AMA: What are some of the first steps for a manager who wants to move a team or a company down the dynamic collaboration path?
Schwemmer: The first thing that they need to do is look at how their employees work. The idea is to bring collaboration to the people, as opposed to setting up a separate collaborative environment and forcing people to go to it. They should look at what tools the organization is using today. Let’s say you have one tool that 90% of your people log into every day. If you added collaboration to that tool, you would have 90% of your people connected tomorrow. You might want to look at it and say, “I want to connect the accounting department and the engineering department,” so that the engineers get a better sense of what costs are, or something like that. Then you look at what tools they use, and you add collaboration to both of those tools. When the users log in the next day, they can see who’s online and maybe just chat with them. Then, once people start realizing that other people are online and they can collaborate with them, you can continue to add more and more capabilities to that. However, I think to start with, you really want to connect people together, let them see who else is out there, and then from there they will begin to ask you for more capabilities so that they can collaborate better.

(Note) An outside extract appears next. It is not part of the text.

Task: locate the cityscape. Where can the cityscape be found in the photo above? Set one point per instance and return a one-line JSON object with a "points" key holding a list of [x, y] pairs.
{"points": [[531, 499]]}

Havrilla: What you really need to do is focus on lowering the barrier to entry into this collaborative environment. Don't think of it as forcing folks to collaborate, but more as having collaborative capability right at their fingertips. The other key item is that presence awareness is king—knowing who’s online, who can help you, and what type of skills they have.
AMA: Isn’t this whole thing an IT problem? Why would non IT managers need to be involved in this at all?
Schwemmer: Every manager wants to improve the performance of the organization and collaboration enables them to do it. The IT piece of it is: what are the best ways to integrate it into how people work? The non IT manager needs to be involved in this to say, “Hey, my organization works this way, and the people need to collaborate with this organization and this organization,” and it needs to be at their fingertips.” Then they can go to the IT department and say, “Make this happen for me.” Too often, what happens today is the IT department sends up a solution and says, “You guys need to figure out how to work within my solution.” That’s backwards.
AMA: How can organizations encourage their employees to adopt collaboration technology?
Havrilla: We’re now used to using IM. We’re used to being on Facebook. We’re used to blasting out our status through something like Twitter. So it’s going to start becoming second nature to be able to use collaborative tools; however, that’s not going to happen unless you put the tools in front of people within the applications they need to use to complete their tasks.
Schwemmer: The key (and we’ve seen this on the social networking sites recently) is to get that critical mass. If you look at how these sites grow, they hit a certain point and then participation just goes through the roof. So in a corporate world, how do you get to that critical mass? We think the key is to basically integrate the collaboration right into the tools people are currently using. So when I log in tomorrow to the same tool I logged into yesterday to do my job, I suddenly see who else in the organization is logged in, and I can start to easily reach out to those people we can help each other do our jobs better. As soon as people start realizing that, the capabilities just seem to take off.